Why this format: a line at a time, followed by comments, as if I were trying to analyze someone else's completed poem? Because it comes to me one line at a time, the rhythm intrinsic, as if I can no more have a line of poetry arrive without rhythm as have a sentence appear without specific English words. It's habit of course, not instinct, but this very habit is one of the things that makes a poet.
Now to go from general nighttime activity to the individual: "We have our thoughts, but private ones, not shared" -- Well I thought I was about to go individual, but the image wasn't ready for that yet. Maybe a more catlike image? "Our mental territories" -- Yes, that suits and scans, but it's only a line fragment. "Our mental territories less patrolled" -- less defined? "Our mental territories less defined/Within these hours of darkness" -- Still ending on an incomplete line. And I like "less patrolled" better. "Our mental territories less patrolled/Within these hours of darkness. I'm alert,/have been for hours, alone downstairs with email/and with writing: reading, writing, planning." -- Maybe that last doesn't work, "writing" as an aspect of "writing."

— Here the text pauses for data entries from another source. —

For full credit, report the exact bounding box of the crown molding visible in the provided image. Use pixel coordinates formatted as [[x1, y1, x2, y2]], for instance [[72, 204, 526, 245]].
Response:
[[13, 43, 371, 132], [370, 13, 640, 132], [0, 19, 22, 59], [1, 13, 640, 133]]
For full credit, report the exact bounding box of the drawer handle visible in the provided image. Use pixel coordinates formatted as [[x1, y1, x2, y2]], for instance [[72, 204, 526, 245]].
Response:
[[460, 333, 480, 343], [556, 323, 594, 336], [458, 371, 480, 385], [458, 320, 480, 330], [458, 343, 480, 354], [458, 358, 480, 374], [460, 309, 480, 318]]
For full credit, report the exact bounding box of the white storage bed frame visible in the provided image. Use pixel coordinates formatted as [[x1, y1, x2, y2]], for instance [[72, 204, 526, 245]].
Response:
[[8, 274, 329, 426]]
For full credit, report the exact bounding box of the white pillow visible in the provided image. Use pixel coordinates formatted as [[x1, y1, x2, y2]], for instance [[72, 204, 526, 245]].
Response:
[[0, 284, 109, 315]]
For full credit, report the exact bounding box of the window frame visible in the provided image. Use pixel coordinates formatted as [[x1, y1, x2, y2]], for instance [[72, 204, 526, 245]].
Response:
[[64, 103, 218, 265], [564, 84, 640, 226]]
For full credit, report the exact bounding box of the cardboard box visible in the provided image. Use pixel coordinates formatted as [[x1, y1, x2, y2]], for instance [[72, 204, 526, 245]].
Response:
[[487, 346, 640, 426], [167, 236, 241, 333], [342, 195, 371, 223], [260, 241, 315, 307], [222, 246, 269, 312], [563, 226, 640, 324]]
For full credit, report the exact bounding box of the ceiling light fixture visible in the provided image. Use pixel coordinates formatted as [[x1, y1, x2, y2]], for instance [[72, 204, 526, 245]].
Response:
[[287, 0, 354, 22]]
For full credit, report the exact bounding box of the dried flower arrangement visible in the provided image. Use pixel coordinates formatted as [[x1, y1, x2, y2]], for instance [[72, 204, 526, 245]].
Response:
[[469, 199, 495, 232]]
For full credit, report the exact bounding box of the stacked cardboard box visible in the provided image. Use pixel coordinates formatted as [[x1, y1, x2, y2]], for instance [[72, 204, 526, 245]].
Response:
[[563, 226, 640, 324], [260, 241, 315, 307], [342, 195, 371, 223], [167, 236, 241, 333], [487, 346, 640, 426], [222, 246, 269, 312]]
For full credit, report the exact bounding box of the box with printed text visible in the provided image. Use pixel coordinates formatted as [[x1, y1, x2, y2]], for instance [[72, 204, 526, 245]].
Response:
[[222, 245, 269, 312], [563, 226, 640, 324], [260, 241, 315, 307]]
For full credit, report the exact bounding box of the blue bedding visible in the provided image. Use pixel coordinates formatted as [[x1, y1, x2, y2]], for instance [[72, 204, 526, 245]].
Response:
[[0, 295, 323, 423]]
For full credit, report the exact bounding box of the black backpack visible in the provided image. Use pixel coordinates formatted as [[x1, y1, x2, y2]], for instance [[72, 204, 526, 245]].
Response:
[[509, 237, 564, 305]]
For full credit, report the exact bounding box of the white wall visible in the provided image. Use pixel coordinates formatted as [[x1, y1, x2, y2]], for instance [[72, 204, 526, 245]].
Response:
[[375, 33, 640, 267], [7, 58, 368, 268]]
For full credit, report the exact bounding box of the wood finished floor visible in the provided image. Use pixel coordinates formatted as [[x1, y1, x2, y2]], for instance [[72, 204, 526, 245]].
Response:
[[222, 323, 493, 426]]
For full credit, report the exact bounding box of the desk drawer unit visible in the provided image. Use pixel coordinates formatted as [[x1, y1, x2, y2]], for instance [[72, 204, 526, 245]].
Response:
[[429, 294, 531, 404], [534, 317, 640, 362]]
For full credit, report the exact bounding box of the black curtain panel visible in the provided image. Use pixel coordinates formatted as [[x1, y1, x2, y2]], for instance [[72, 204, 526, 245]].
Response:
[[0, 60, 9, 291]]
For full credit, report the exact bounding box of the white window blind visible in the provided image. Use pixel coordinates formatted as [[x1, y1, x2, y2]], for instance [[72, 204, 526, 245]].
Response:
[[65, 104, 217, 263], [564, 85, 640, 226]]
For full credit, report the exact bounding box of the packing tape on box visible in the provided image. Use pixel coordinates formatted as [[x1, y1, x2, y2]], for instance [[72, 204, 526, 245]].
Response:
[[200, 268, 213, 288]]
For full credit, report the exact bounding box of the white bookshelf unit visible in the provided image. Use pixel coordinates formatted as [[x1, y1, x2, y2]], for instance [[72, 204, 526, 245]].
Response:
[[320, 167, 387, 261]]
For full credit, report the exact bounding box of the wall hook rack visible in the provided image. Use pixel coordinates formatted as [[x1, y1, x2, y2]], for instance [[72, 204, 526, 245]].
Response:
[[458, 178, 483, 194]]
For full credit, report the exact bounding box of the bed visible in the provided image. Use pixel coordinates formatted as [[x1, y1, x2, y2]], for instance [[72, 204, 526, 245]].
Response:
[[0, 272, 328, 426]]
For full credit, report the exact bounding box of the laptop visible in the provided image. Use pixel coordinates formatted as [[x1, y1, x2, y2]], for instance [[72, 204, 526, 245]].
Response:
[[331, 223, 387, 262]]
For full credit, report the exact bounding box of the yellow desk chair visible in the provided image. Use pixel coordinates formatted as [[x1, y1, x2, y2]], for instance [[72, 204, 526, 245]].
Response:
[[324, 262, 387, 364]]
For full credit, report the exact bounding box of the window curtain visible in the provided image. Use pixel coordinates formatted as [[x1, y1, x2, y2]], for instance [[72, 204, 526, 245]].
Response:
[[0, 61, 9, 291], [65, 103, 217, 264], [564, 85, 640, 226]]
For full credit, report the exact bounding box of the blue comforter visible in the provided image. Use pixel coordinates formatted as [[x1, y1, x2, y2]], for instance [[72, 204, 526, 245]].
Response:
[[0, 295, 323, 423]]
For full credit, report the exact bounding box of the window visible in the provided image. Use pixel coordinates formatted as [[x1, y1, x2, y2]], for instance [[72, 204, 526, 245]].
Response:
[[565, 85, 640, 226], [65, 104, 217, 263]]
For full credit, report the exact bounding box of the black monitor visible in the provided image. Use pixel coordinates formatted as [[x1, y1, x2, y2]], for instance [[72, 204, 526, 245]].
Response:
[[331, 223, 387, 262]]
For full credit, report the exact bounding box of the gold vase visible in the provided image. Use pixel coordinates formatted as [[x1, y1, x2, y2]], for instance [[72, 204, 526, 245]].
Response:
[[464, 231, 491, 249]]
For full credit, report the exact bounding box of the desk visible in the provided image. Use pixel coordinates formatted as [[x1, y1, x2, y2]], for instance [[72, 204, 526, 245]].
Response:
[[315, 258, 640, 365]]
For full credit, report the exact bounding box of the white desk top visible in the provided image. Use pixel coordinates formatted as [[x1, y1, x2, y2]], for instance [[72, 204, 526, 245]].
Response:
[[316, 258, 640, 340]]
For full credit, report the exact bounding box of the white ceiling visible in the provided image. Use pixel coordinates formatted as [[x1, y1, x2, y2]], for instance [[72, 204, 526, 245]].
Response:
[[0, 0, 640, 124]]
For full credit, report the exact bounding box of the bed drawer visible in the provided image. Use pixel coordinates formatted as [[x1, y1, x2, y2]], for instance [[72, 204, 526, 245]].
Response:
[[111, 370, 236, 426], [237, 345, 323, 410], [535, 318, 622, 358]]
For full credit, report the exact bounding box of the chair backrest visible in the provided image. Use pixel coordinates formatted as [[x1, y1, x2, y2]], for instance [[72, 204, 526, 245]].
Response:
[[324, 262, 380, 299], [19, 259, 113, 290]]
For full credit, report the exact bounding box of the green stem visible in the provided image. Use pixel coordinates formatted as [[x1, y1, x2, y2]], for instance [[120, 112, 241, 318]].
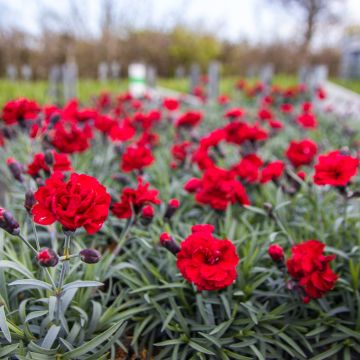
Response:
[[55, 232, 72, 324], [30, 217, 40, 251], [110, 216, 134, 264], [272, 214, 295, 246], [18, 234, 38, 255], [18, 234, 56, 289]]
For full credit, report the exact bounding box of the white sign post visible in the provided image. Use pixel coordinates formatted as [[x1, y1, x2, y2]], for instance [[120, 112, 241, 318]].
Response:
[[128, 63, 147, 98]]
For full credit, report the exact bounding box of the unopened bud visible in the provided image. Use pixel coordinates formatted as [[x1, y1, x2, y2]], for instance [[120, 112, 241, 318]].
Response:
[[0, 208, 20, 235], [6, 158, 24, 183], [268, 244, 285, 262], [45, 150, 54, 166], [24, 190, 36, 214], [263, 203, 273, 215], [35, 177, 45, 187], [49, 114, 60, 129], [114, 144, 125, 156], [36, 248, 59, 267], [79, 249, 101, 264], [141, 205, 155, 226], [112, 173, 130, 185], [160, 233, 180, 255], [164, 199, 180, 220]]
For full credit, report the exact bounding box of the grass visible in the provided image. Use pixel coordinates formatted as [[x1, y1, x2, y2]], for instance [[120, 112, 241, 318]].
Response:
[[0, 74, 360, 105], [331, 79, 360, 94], [0, 75, 296, 104]]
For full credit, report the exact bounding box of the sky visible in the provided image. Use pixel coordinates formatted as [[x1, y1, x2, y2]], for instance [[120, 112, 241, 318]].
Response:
[[0, 0, 360, 45]]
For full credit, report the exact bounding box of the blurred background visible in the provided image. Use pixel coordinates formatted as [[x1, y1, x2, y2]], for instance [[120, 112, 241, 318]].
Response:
[[0, 0, 360, 79]]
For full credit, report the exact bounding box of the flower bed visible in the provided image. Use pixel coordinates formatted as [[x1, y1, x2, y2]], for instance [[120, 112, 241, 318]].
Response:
[[0, 82, 360, 360]]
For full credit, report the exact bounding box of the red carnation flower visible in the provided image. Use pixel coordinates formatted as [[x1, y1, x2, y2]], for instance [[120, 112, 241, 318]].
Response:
[[297, 112, 317, 129], [163, 98, 180, 111], [36, 248, 59, 267], [111, 177, 161, 219], [175, 111, 203, 128], [314, 150, 359, 186], [51, 121, 93, 154], [171, 141, 191, 163], [32, 173, 110, 234], [258, 107, 274, 121], [224, 108, 245, 120], [121, 144, 155, 172], [109, 119, 136, 141], [224, 121, 268, 145], [233, 154, 264, 183], [176, 228, 239, 291], [285, 139, 317, 167], [184, 178, 201, 193], [281, 103, 294, 114], [302, 102, 313, 113], [217, 95, 230, 105], [195, 167, 250, 210], [269, 120, 284, 130], [286, 240, 338, 302], [260, 160, 285, 184], [2, 98, 40, 125], [94, 114, 117, 134], [268, 244, 285, 262], [27, 151, 72, 177]]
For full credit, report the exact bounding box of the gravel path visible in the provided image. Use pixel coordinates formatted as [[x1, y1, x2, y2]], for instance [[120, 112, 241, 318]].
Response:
[[324, 81, 360, 121]]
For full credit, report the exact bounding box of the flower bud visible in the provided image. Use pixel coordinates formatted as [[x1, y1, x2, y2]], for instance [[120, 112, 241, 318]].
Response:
[[0, 208, 20, 235], [114, 144, 125, 156], [160, 232, 180, 255], [24, 190, 36, 214], [35, 177, 45, 187], [45, 150, 54, 166], [184, 178, 201, 193], [36, 248, 59, 267], [164, 199, 180, 220], [112, 173, 130, 185], [141, 205, 155, 226], [79, 249, 101, 264], [263, 203, 273, 216], [6, 158, 24, 183], [49, 113, 60, 129], [268, 244, 285, 262]]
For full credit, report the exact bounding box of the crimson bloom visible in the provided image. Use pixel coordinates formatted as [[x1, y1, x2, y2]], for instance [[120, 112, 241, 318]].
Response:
[[32, 172, 110, 234], [175, 111, 203, 128], [176, 226, 239, 291], [195, 167, 250, 210], [297, 112, 317, 129], [224, 108, 245, 120], [260, 160, 285, 184], [50, 121, 93, 154], [163, 98, 180, 111], [2, 98, 41, 125], [171, 141, 191, 163], [224, 121, 268, 145], [121, 144, 155, 172], [27, 150, 72, 177], [268, 244, 285, 262], [111, 177, 161, 219], [314, 150, 359, 186], [109, 119, 136, 141], [285, 139, 317, 167], [286, 240, 338, 302], [233, 154, 264, 183]]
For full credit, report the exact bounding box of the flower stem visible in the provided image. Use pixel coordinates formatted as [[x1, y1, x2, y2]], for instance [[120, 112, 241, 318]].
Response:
[[55, 232, 72, 324], [110, 216, 134, 263]]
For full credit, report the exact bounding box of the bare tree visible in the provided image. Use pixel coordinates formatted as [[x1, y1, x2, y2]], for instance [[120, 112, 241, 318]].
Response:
[[270, 0, 346, 57]]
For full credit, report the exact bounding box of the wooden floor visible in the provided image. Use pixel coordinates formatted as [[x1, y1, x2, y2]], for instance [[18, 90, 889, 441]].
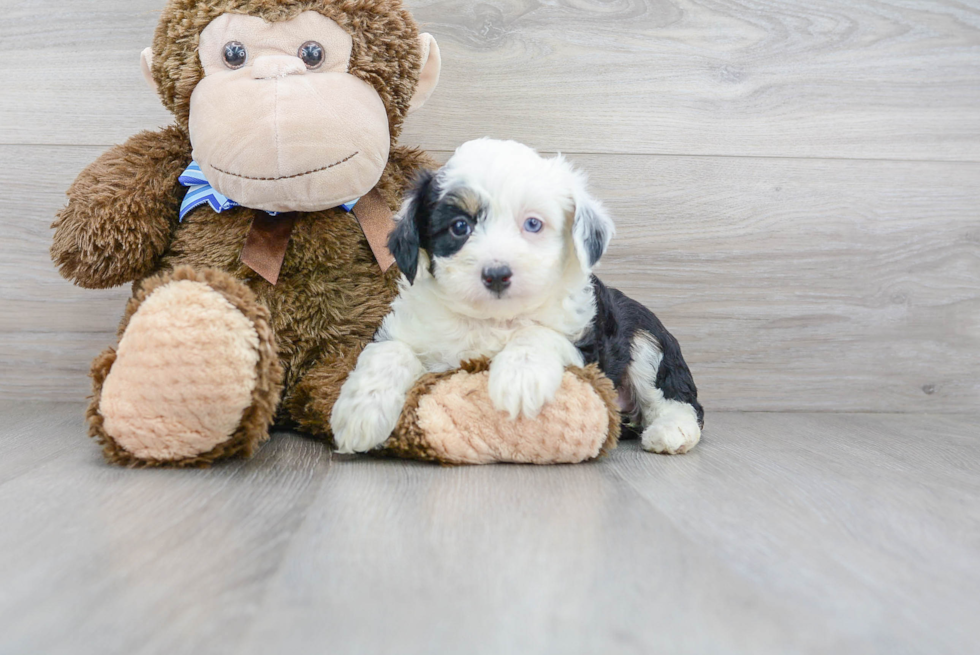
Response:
[[0, 404, 980, 655]]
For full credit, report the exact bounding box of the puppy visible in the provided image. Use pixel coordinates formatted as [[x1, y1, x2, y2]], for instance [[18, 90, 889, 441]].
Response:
[[331, 139, 704, 454]]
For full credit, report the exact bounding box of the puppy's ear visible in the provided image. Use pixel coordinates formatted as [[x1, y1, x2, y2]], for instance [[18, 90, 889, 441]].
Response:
[[388, 170, 436, 284], [572, 175, 616, 273]]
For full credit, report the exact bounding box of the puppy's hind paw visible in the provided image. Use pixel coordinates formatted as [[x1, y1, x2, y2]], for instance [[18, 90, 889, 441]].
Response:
[[330, 394, 403, 455], [643, 401, 701, 455]]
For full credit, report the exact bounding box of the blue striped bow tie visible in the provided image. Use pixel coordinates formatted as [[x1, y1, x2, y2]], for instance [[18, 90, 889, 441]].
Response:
[[178, 161, 357, 223]]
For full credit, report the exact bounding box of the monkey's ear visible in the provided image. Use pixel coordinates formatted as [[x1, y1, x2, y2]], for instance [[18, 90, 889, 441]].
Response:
[[388, 170, 436, 284], [572, 181, 616, 272], [408, 34, 442, 114], [140, 48, 159, 91]]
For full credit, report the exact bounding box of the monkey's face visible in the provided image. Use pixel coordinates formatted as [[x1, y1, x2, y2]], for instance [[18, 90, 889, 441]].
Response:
[[188, 11, 391, 212]]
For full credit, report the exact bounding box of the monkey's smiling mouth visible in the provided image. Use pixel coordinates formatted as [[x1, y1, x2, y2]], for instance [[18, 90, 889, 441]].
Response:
[[209, 152, 361, 182]]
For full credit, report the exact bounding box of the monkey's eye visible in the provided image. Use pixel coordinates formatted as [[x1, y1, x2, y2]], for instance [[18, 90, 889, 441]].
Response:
[[299, 41, 324, 70], [524, 216, 544, 234], [449, 218, 473, 239], [224, 41, 248, 70]]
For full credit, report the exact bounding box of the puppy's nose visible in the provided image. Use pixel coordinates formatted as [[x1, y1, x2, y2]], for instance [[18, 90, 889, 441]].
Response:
[[483, 266, 514, 295], [252, 55, 306, 80]]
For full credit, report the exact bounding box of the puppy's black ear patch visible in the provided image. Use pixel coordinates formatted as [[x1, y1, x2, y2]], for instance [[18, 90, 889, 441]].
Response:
[[388, 170, 436, 284], [572, 194, 616, 271]]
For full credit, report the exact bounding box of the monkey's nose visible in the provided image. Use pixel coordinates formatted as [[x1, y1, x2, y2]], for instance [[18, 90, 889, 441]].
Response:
[[483, 266, 514, 296], [252, 55, 306, 80]]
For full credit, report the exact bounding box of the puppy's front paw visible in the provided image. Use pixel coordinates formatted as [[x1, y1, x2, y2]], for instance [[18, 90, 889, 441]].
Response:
[[643, 400, 701, 455], [330, 385, 404, 455], [489, 350, 565, 419]]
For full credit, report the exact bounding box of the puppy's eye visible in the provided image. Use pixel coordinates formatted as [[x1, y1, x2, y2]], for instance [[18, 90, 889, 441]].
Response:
[[299, 41, 324, 70], [222, 41, 248, 70], [449, 219, 473, 238], [524, 216, 544, 234]]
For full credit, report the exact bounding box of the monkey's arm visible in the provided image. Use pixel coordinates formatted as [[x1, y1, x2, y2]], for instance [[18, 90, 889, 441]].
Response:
[[51, 127, 191, 289]]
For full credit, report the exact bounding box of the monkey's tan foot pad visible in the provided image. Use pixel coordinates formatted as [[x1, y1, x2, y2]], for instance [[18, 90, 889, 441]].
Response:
[[380, 360, 620, 465], [89, 269, 281, 466]]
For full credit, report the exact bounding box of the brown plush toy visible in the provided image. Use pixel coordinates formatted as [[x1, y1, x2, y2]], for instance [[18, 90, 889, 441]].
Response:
[[51, 0, 619, 466]]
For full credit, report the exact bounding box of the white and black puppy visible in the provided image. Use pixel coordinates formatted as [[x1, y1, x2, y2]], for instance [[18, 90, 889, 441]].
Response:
[[331, 139, 704, 453]]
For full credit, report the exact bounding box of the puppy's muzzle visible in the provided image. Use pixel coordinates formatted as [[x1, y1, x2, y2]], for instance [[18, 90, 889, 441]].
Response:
[[483, 266, 514, 296]]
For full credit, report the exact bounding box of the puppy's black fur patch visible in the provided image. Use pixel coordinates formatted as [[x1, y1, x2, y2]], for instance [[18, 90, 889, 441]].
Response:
[[576, 276, 704, 427], [575, 206, 612, 268], [388, 171, 484, 283]]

Too quiet now. I interrupt to find my grandson. -- It's OK, he's with Aunt Emilie.
I'll have to review/revise the above line breaks since it's clear that, while the poem's distinctly iambic, after the first few lines it doesn't want to be confined to 5 beats per line.
"A mind engrossed in monologues, half-dialogs,/but not a spoken word." "A mind" or "My mind?" Also, not too happy with "engrossed"; change to "engaged." And make it "My mind."
"We pass, each on business of our own." -- Doesn't quite scan. -- "each *one* on business of our own." "Perhaps we need these hours of privacy/to coexist...." -- Again the final line break may differ. "To coexist like cats that share a yard." -- Fixes the line problem, and approaches closure. Or is this the end?
Like Cats in the Night
-- by Lucy Cohen Schmeidler
Not morning yet, nor yet the night before,
It's cats' time, owls' time, not a time for men.
We wake on private business, each alone.
We have our thoughts, but private ones, not shared,
Our mental territories less patrolled
Within these hours of darkness. I'm alert,
Have been for hours
Alone downstairs, with email and with writing,
My mind engaged in monologues, half-dialogs,
But not a spoken word.
We pass, each one on business of our own.
Perhaps we need these hours of privacy
To coexist like cats that share a yard.